Chemokines and their receptors have been strongly implicated in the inflammatory process. However, their roles in excitotoxic brain injury are largely unknown. In this study we used C-C chemokine receptor 5 (CCR5) knockout (KO) mice to investigate the role of CCR5 in neurodegeneration induced by intranasal administration of the excitotoxin kainic acid (KA). Although KA treatment resulted in an increased CCR5 mRNA level in the hippocampi of wild-type mice, a CCR5 deficiency in KO mice did not affect either the clinical and pathological changes in vivo or the neuronal susceptibilities to KA insult in vitro. KA treatment stimulated mRNA expression of the monocyte chemoattractant protein-2 (MCP-2) in both the wild-type and KO mice.

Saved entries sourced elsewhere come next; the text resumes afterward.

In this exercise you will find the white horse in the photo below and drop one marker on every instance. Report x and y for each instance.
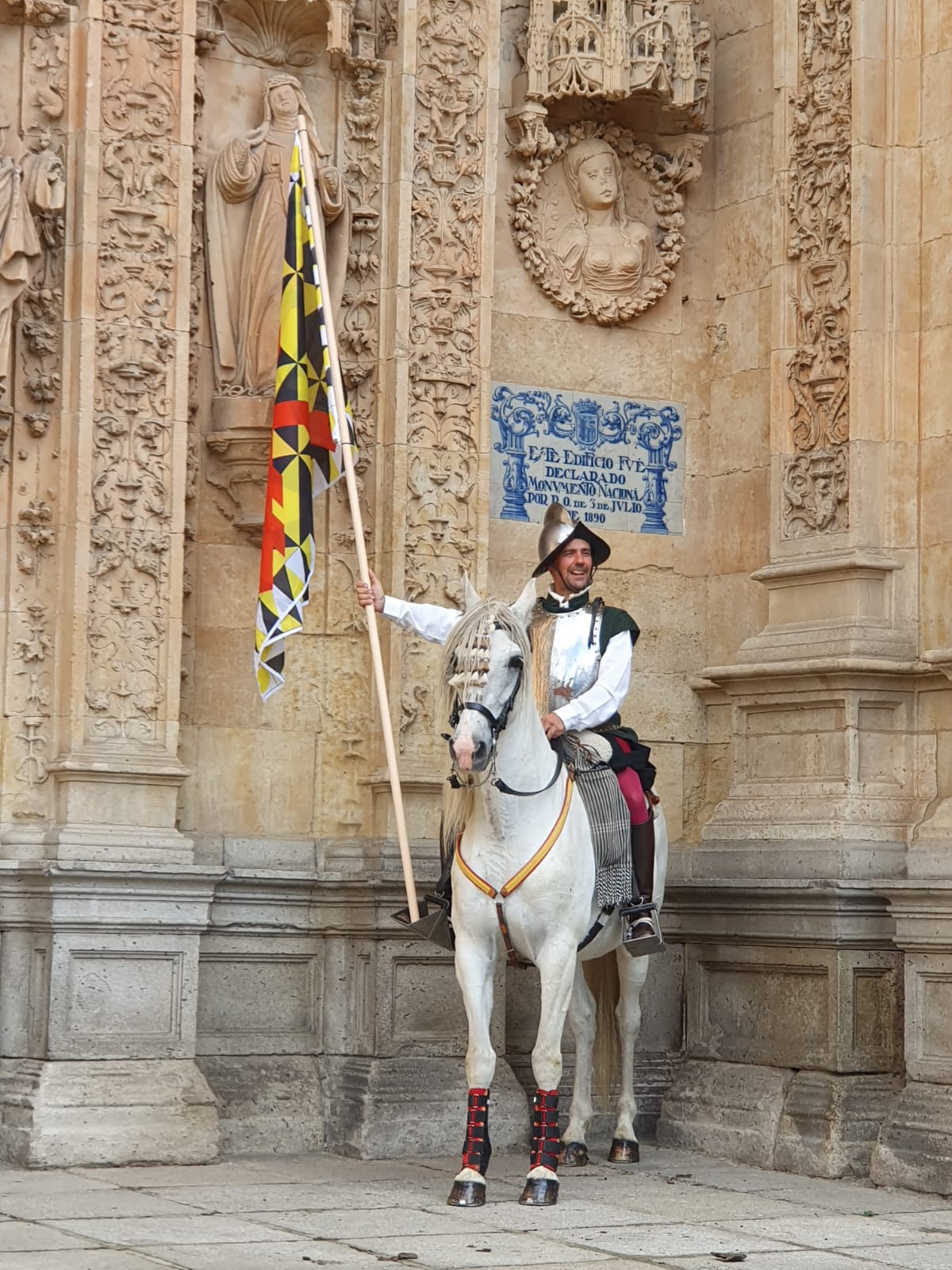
(524, 879)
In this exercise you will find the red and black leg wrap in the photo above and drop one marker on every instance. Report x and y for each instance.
(545, 1130)
(476, 1146)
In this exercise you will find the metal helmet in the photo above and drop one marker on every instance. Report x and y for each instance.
(558, 529)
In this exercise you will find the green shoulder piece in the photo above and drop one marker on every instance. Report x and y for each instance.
(613, 622)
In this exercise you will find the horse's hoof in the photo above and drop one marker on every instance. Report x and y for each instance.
(539, 1191)
(574, 1155)
(467, 1195)
(625, 1151)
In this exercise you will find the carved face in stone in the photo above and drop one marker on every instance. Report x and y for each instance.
(593, 175)
(598, 182)
(283, 101)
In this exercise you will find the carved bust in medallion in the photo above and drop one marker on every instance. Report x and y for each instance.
(598, 220)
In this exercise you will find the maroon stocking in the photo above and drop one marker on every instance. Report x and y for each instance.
(545, 1130)
(476, 1146)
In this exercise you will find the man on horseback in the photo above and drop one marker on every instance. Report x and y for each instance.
(582, 664)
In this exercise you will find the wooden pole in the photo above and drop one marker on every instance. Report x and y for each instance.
(348, 448)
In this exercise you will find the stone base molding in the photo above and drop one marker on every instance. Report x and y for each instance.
(270, 1104)
(385, 1109)
(63, 1114)
(916, 1142)
(824, 751)
(816, 1123)
(793, 1020)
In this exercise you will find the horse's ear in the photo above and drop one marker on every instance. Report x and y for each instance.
(526, 602)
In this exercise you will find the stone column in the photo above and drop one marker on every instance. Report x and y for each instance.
(99, 908)
(389, 1049)
(831, 772)
(916, 1143)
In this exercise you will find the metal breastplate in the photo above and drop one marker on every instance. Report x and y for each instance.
(566, 652)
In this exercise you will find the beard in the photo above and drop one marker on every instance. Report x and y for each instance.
(575, 586)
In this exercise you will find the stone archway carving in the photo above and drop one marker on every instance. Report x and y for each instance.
(598, 219)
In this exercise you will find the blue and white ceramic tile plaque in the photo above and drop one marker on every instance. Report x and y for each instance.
(617, 464)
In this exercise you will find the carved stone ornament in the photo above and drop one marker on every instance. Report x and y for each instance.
(616, 50)
(245, 260)
(819, 209)
(40, 13)
(598, 220)
(816, 493)
(290, 32)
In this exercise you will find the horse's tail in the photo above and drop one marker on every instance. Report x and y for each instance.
(602, 978)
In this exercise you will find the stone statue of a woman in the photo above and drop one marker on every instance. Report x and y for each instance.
(245, 268)
(606, 253)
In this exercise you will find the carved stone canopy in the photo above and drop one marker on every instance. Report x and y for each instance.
(287, 33)
(598, 219)
(616, 50)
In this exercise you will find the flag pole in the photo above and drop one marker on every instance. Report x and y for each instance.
(363, 568)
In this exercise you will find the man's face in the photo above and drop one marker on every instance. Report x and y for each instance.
(571, 568)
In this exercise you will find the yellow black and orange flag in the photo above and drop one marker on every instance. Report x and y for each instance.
(305, 442)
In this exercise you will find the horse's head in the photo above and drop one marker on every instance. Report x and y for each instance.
(484, 673)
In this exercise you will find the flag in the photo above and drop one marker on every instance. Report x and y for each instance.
(306, 444)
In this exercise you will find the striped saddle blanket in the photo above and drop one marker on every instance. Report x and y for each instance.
(608, 816)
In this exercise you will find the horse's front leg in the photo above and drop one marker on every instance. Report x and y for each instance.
(556, 967)
(582, 1016)
(631, 979)
(475, 965)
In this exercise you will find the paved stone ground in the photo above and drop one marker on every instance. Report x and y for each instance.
(296, 1213)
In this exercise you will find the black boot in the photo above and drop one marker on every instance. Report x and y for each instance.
(641, 933)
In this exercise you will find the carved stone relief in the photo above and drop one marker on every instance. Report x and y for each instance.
(245, 192)
(816, 489)
(132, 432)
(619, 48)
(819, 206)
(32, 200)
(598, 220)
(287, 33)
(245, 260)
(446, 262)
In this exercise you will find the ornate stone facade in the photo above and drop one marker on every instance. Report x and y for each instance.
(819, 241)
(196, 889)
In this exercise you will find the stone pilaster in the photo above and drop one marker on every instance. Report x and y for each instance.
(101, 910)
(793, 1024)
(124, 451)
(838, 651)
(916, 1142)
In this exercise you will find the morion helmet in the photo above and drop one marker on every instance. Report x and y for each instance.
(558, 529)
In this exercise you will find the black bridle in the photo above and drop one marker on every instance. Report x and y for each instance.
(497, 724)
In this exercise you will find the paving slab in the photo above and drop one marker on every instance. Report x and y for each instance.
(95, 1259)
(348, 1225)
(670, 1240)
(154, 1176)
(913, 1257)
(800, 1260)
(844, 1233)
(114, 1202)
(260, 1257)
(14, 1181)
(137, 1231)
(493, 1249)
(29, 1237)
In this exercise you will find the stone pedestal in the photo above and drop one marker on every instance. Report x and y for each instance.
(98, 996)
(916, 1143)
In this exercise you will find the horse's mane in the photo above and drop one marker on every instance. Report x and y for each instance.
(463, 653)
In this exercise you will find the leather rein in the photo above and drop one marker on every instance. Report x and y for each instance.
(497, 725)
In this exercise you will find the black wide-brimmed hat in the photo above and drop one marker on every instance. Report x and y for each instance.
(559, 529)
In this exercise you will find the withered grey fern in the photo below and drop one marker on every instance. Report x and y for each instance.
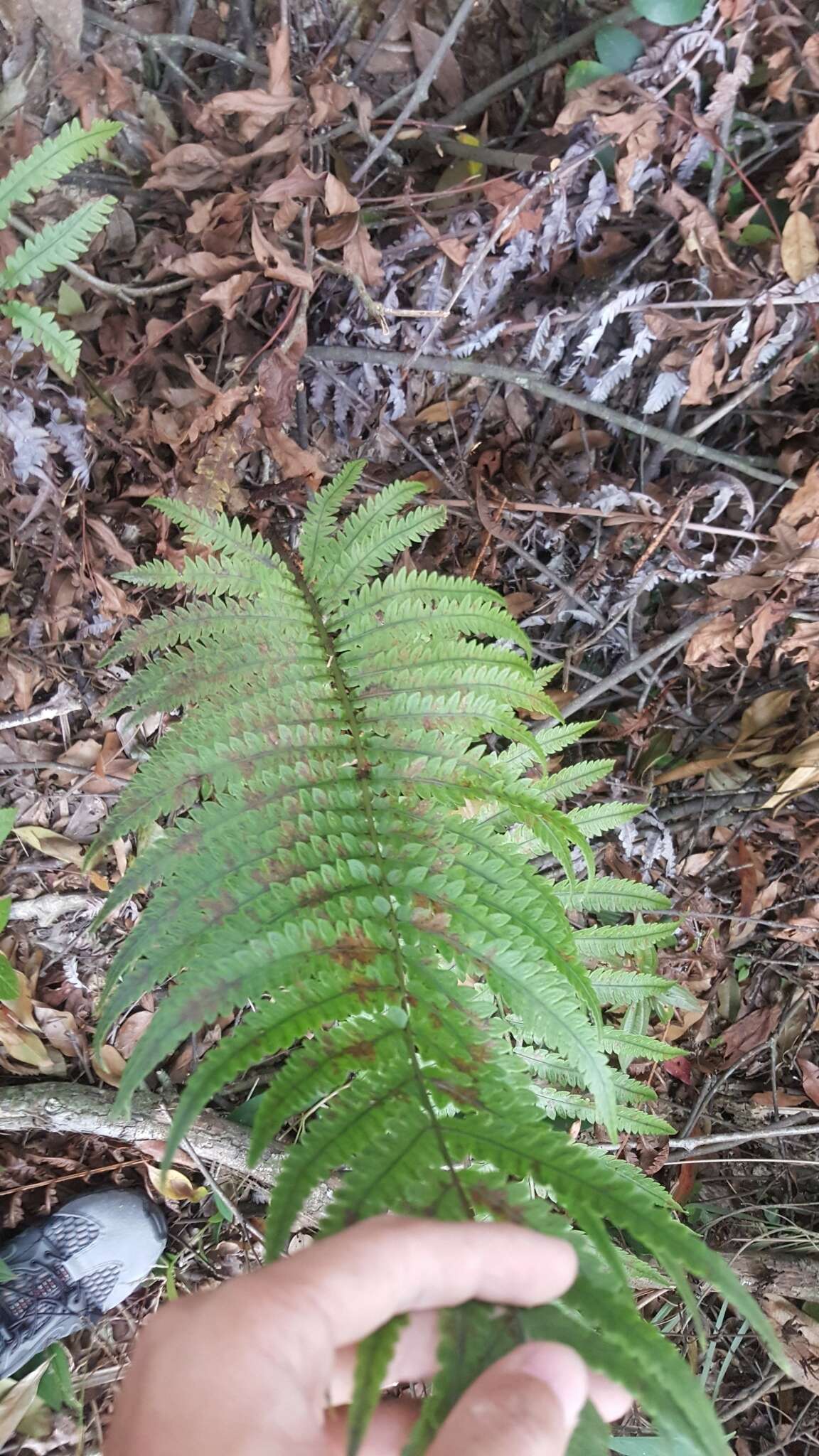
(350, 868)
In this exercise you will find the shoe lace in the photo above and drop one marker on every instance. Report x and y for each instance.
(26, 1303)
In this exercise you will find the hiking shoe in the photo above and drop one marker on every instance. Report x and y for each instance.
(70, 1268)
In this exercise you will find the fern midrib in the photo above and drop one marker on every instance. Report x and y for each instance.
(346, 701)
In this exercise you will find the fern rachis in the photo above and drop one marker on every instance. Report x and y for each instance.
(57, 244)
(350, 868)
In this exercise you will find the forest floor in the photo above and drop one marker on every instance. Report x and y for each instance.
(621, 284)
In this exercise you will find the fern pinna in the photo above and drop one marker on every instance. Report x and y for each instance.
(355, 803)
(57, 244)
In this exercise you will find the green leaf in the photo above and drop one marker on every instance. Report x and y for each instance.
(55, 245)
(344, 872)
(55, 1385)
(669, 12)
(53, 159)
(372, 1363)
(6, 823)
(40, 328)
(583, 73)
(9, 985)
(591, 1435)
(617, 47)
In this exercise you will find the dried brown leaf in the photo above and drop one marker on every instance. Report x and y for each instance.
(448, 79)
(294, 461)
(257, 108)
(279, 375)
(713, 644)
(228, 294)
(803, 504)
(209, 267)
(193, 166)
(299, 184)
(801, 252)
(176, 1187)
(749, 1033)
(337, 198)
(363, 258)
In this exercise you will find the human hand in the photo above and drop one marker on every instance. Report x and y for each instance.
(264, 1365)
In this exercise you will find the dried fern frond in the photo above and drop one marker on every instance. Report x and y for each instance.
(54, 159)
(348, 867)
(57, 244)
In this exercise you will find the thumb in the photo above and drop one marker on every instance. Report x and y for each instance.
(527, 1404)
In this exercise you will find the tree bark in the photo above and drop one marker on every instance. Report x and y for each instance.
(72, 1108)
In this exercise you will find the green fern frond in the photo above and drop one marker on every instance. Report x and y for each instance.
(55, 245)
(54, 159)
(41, 328)
(356, 803)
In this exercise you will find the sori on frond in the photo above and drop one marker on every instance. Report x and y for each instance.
(369, 862)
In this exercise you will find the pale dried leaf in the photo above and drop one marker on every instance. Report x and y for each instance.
(801, 252)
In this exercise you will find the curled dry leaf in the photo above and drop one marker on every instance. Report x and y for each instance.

KA treatment did not affect mRNA levels for the macrophage inflammatory protein-1alpha (MIP-1alpha) or the regulated upon activation normal T cells expressed and secreted protein (RANTES) in either wild-type or CCR5 KO mice. CCR2 mRNA expression was undetectable in the hippocampi of wild-type mice regardless of KA treatment. In contrast, CCR5 KO mice showed CCR2 mRNA expression that was remarkably increased after KA treatment. KA treatment did not affect CCR3 mRNA expression in the wild-type mice, whereas KO mice showed both a higher basal level of CCR3 mRNA expression as well as a strong upregulation following KA treatment. These results indicate that CCR5 is not a necessary inflammatory mediator in KA induced neurodegeneration. The roles of CCR5 in excitotoxic injury in CCR5 deficient mice are compensated by increased CCR2 and CCR3 expression, which share the common MCP-2 ligand with CCR5.